There was a similar campaign in Atlanta in 1989, but the effort was not organized on as large a scale as the Los Angeles plan, he said.

Minority Loans Data from the Federal Reserve Bank indicates that minority thrifts-those owned by blacks, Latinos and Asian-Americans-reject fewer black mortgage loan applicants than non-minority lenders. The following is 1990 nationwide data released by the Federal Reserve in 1992. Percentage of black loan applicants Minority thrifts: 9% All banks and thrifts: 4% Percentage of black applicants denied loans Minority thrifts: 15% All banks and thrifts: 34% Source: Creative Investment Research

The Banks at a Glance A coalition led by black ministers in Los Angeles are leading a campaign to help boost the deposit base of the city’s three black-owned financial institutions as part of an economic development drive.

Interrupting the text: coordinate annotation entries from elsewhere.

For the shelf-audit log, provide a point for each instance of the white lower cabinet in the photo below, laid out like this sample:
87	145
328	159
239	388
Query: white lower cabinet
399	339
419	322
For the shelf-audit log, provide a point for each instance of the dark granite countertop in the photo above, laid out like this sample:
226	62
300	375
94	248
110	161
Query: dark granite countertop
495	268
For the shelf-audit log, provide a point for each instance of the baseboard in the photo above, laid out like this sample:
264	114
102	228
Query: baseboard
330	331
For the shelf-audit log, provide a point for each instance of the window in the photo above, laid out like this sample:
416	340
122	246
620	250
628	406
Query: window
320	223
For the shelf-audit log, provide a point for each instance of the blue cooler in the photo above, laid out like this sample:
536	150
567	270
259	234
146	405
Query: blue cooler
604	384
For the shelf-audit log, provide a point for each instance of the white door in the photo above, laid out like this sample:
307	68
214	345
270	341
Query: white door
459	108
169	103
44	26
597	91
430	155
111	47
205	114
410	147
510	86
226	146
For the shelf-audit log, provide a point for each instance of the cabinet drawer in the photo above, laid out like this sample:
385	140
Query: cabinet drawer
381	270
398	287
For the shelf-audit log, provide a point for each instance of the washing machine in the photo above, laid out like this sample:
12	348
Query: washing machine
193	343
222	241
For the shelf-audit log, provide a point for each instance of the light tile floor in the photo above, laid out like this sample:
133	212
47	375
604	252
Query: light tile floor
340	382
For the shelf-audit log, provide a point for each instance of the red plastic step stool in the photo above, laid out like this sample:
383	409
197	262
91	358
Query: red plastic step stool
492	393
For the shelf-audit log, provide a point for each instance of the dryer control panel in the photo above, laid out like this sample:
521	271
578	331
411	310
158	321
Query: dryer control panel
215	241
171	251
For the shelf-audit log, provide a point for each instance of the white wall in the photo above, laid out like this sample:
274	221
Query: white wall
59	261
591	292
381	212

Background on the financial status of those three institutions:

Broadway Federal Savings & Loan

Assets: $92.5 million

Deposits: $87 million

Branch offices :Two*

1991 Earnings: $500,000

Founders National Bank of Los Angeles

Assets: $61 million

Deposits: $50 million

Branch offices: Three

1991 Earnings: $1.2 million

Family Savings Bank

Assets: $132.9 million

Deposits: $109.7 million

Branch offices: Two

1991 Earnings: $900,000

* Broadway’s main office was destroyed during the riots. It is rebuilding its third office.